Sangley airport consortium seeks extension to complete requirements
The consortium of Lucio Tan’s MacroAsia Corp. and its Chinese partner for the Sangley Point International Airport (SPIA) project is seeking a two-month extension from the provincial government of Cavite to complete its post qualification requirements given the developments brought about by the coronavirus disease 2019 or COVID-19 outbreak.
The consortium, which received the notice of award from the local government of Cavite last Feb. 15, has been given 60 days to comply with all post qualification requirements before an official signing of a joint venture contract with the local government is made.
However, travel restrictions and lockdowns imposed by China and later on in the country posed challenges to the consortium in completing its post qualification requirements.
“The consortium has already requested an extension of 60 days from the original deadline within which to submit post qualification documents/requirements, including among others, the joint venture agreement between China Communications Construction Co. Ltd. (CCCC) and MacroAsia,” Cavite government public-private partnership selection committee legal officer Jesse Grepo told The STAR.
Grepo said the request for extension is being considered in light of the outbreak.
“It will be deliberated, then the province will come up if they will be granted, in whole or part,” he said.
MacroAsia has a 40 percent stake in the consortium, while China Communications CCCC holds the remaining 60 percent.
The consortium has been awarded by the provincial government of Cavite the $4-billion first phase of the SPIA, a project involving the development of an interim first runway with an annual design capacity for 25 million passengers and the new Sangley connector road and bridge.
The consortium will also have the right to first offer for the second phase of the SPIA project which will expand the development for a second runway, with an annual design capacity for 75 million passengers.

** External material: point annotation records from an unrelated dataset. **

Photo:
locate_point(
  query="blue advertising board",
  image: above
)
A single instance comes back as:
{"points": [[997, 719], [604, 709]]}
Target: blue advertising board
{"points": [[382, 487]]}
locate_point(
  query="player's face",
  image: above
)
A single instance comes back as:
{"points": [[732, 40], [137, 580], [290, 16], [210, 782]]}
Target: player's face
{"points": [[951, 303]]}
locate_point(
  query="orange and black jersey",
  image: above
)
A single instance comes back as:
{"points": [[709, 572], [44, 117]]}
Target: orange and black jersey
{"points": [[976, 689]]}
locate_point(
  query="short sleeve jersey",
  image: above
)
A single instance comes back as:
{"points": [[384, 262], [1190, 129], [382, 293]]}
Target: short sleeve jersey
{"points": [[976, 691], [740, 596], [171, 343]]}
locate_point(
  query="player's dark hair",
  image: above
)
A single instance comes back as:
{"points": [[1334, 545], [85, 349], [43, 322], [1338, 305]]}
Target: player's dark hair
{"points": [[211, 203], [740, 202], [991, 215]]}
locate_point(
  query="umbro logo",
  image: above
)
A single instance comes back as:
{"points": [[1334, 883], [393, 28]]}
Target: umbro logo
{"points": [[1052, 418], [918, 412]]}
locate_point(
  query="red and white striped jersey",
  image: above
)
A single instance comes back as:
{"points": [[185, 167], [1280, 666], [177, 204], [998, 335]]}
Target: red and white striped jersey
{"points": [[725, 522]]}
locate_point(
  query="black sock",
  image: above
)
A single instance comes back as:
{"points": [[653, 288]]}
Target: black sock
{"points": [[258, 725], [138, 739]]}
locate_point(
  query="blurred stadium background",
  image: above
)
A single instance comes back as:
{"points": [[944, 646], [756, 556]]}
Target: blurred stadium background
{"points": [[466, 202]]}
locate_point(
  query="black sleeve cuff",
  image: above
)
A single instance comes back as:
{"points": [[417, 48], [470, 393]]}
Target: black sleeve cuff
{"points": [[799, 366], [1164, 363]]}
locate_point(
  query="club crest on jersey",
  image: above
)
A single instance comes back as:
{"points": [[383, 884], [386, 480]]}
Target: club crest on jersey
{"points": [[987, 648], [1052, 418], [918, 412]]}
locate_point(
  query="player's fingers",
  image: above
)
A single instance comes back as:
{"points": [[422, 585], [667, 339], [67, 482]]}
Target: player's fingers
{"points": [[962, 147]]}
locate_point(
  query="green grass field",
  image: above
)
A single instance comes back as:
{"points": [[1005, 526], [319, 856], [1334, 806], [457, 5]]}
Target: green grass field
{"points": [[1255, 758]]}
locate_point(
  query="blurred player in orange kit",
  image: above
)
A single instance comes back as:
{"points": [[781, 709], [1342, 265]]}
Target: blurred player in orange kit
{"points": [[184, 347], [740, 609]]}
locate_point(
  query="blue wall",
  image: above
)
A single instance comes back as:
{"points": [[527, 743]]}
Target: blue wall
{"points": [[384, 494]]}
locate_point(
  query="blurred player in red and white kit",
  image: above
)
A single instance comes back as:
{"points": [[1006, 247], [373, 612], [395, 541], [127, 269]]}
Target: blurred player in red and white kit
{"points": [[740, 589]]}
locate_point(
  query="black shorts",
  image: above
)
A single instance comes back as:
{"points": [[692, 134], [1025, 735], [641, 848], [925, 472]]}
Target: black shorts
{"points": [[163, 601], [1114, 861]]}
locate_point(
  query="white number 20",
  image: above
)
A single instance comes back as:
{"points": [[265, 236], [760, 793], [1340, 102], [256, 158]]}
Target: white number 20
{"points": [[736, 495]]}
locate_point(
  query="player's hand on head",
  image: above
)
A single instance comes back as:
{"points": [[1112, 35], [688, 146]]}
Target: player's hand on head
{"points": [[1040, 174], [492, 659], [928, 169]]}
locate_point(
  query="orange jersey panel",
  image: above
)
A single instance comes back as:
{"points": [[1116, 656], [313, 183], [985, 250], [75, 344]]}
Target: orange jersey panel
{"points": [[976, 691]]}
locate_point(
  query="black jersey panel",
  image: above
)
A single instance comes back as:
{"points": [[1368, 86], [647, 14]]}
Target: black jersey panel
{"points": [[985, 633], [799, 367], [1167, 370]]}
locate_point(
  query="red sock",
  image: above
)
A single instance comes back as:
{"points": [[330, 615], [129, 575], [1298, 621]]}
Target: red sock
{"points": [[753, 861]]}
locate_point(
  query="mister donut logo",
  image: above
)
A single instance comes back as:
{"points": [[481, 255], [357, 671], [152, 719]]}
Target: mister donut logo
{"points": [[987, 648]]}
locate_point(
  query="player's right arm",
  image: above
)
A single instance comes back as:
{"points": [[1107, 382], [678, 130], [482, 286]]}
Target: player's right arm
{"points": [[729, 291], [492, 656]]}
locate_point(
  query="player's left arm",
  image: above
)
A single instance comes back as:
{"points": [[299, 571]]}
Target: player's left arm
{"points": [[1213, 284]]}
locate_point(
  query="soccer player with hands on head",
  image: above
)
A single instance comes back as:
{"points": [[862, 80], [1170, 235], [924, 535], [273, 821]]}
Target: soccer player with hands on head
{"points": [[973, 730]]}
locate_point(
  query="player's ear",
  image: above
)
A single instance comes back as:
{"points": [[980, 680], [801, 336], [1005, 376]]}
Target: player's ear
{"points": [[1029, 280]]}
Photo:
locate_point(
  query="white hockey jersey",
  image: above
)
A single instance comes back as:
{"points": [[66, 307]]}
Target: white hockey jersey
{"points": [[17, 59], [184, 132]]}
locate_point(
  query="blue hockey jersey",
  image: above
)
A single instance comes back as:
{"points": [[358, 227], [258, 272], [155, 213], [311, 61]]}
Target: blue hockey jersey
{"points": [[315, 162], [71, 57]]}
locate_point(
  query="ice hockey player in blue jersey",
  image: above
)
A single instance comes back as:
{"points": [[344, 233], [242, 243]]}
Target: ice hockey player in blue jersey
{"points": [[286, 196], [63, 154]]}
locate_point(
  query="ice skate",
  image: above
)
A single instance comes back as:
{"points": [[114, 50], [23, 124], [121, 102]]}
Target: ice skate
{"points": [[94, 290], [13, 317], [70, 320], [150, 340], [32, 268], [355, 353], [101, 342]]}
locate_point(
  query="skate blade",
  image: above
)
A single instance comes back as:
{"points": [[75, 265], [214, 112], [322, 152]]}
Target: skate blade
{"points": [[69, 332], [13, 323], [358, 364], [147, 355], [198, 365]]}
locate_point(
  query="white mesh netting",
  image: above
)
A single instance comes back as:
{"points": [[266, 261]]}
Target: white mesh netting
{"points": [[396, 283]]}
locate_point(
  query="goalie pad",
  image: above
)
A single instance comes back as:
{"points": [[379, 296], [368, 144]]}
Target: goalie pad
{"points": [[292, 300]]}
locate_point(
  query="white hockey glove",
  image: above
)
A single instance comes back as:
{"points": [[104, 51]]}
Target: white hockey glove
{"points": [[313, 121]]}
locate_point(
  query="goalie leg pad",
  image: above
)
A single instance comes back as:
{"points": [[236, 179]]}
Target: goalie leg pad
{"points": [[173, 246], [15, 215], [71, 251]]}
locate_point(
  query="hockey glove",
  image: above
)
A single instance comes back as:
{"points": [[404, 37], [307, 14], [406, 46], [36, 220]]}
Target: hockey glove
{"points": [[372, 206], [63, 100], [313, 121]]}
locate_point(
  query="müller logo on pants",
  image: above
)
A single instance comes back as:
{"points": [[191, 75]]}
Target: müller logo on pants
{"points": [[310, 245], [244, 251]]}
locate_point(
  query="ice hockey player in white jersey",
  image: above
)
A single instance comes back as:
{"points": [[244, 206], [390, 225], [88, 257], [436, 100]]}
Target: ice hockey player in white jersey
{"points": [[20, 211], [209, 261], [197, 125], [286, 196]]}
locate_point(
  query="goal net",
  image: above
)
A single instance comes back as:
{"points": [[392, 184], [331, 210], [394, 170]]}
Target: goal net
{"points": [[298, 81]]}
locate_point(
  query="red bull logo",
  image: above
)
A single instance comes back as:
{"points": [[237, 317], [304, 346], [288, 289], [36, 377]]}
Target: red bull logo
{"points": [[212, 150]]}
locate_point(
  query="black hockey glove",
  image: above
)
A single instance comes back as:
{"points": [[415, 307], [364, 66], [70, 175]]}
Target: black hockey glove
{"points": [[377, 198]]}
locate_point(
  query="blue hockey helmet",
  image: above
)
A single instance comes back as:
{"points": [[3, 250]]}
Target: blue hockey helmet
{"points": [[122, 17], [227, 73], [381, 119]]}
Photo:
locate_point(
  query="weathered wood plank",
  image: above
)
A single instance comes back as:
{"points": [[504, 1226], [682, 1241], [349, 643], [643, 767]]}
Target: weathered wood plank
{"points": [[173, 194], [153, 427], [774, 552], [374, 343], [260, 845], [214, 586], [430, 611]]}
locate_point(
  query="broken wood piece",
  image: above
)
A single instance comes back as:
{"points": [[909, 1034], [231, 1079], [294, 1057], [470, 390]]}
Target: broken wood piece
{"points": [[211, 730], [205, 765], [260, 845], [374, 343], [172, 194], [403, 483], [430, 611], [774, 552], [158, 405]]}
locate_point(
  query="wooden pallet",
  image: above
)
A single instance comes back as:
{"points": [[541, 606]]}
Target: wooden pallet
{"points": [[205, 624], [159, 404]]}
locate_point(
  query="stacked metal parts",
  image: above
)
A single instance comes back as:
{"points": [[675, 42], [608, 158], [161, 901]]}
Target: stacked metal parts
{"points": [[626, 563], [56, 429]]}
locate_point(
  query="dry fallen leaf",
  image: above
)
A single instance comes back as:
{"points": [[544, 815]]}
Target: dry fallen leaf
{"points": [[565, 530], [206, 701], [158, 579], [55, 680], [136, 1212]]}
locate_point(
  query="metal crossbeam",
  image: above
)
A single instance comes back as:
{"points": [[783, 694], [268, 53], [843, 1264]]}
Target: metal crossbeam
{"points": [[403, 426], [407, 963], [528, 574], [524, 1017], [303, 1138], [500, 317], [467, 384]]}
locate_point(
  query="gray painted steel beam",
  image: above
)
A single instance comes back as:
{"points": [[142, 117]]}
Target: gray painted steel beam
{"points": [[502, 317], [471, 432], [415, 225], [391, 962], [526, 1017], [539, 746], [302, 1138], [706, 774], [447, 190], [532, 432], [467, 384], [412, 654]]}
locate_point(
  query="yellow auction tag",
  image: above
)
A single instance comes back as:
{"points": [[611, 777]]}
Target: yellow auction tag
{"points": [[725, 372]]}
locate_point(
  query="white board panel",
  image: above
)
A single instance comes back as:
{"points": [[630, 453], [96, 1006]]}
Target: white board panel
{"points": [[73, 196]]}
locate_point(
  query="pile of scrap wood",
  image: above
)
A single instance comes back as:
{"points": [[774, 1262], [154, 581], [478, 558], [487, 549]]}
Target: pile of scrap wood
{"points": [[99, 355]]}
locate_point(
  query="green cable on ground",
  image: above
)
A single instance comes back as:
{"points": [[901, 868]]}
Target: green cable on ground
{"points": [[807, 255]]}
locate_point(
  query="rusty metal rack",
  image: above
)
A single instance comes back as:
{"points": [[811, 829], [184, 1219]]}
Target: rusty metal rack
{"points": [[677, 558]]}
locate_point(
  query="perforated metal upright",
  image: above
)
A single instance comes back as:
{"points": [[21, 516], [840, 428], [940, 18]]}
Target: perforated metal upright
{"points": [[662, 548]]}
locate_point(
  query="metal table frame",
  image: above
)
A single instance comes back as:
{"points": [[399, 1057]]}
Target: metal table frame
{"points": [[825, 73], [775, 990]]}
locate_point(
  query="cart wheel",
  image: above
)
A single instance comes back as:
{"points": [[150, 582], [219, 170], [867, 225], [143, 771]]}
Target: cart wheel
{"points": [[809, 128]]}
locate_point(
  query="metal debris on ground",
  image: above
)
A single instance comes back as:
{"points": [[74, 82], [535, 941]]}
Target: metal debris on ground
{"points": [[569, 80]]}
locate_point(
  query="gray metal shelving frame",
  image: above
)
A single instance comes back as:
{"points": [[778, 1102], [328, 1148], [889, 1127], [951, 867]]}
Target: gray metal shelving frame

MacroAsia has expertise in developing and operating key operating functions in an airport as part of the Lucio Tan conglomerate and as an affiliate of flag carrier Philippine Airlines.
CCCC, for its part, is a state-owned company engaged in investment, design and construction of transportation infrastructure, with experience in both airport and reclamation projects.
CCCC was previously debarred by the World Bank due to alleged fraudulent practices by one of its subsidiaries, China Road and Bridge Corp., with sanctions extending to the entire group under CCCC and all its affiliate companies worldwide.
The debarment was lifted in January 2017 and CCCC has since been allowed to participate in all World Bank Group-financed tenders.